Active illness is often accompanied by elevation of erythrocyte sedimentation rate and C-reactive protein, hyperglobulinemia and anemia. Constitutional symptoms may be mediated by interleukin-6 produced by the myxoma itself[89]. MRI is more sensitive than CT in identifying subtle abnormalities of the brain[49]. Transthoracic and/or transesophageal echocardiography can be options for the screening of stroke of a cardiac source[31].

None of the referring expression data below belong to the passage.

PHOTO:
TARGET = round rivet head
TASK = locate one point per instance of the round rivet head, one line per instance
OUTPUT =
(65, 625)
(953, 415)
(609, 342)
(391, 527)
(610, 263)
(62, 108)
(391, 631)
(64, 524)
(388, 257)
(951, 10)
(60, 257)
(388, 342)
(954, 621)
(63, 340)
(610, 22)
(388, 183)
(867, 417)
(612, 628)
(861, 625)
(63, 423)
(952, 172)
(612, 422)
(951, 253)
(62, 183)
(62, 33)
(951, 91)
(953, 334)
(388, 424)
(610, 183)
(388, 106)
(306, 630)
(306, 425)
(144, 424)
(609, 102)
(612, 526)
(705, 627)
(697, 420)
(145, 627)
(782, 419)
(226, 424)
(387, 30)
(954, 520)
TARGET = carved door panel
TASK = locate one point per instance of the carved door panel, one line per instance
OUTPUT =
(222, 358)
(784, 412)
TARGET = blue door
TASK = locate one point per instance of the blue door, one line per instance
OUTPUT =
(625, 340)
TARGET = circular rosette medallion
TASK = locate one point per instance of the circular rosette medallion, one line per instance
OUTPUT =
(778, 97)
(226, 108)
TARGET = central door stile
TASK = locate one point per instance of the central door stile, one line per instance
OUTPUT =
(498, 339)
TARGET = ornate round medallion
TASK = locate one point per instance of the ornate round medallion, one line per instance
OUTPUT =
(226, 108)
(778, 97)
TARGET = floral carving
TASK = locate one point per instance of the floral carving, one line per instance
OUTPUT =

The timing of treatment in such patient is always a matter of intense debate. Soleimanpour et al.[74] proposed that the patients with a delayed presentation of more than 3-4.5 hours were not indicated for intravenous thrombolysis. Al-Said et al.[11] disagreed the use of recombinant tissue plasminogen activator for intravenous thrombolysis due to probable myxoma source infarct. Vogel et al.[80] suggested a 4-week delay of surgical resection of cardiac myxoma concerning the risk of intracerebral hemorrhage following cerebral infarction. Da Silva & de Freitas[21] advocated a delayed surgery after a large stroke. However, Sethi[90] carried out emergent peripheral vascular and cardiac surgeries in a patient with an acute large infarct of a cardiac myxoma origin and the patient did well.

Young adults, female predominance, single cerebral vessel (mostly the middle cerebral artery) and multiple territory involvements and solitary left atrial myxoma epitomize the outstanding characteristics of the patients with cardiac myxoma stroke. The most common affected cerebral vessel (the middle cerebral artery) and areas (the basal ganglion, cerebellum and parietal and temporal regions) correspond well to the common manifestations of conscious alteration, ataxia, hemiparesis and hemiplegia, aphasia and dysarthria. Initial CT scan carries a higher false negative rate in diagnosing cerebral infarction, and thus MRI should take the place of it, especially in patients with an immediate presentation. Echocardiography is a reliable means for determining the cardiogenic origin of stroke.

Limited patient information concerning the timing of onset, presentation and treatment as well as survival constitutes the main drawbacks of the present study. Multicenter prospective studies on this particular patient population are anticipated in the future.

 

CONCLUSIONS

Cardiac myxoma stroke is rare. Often does it affect young females. For an improved diagnostic accuracy, MRI and echocardiography are recommended for young stroke patients. Immediate thrombolytic therapy may completely resolve the cerebral stroke and improve the neurologic function of the patients. An early surgical resection of cardiac myxoma is recommended in patients with not large territory cerebral infarct so as to prevent from the potential consequences.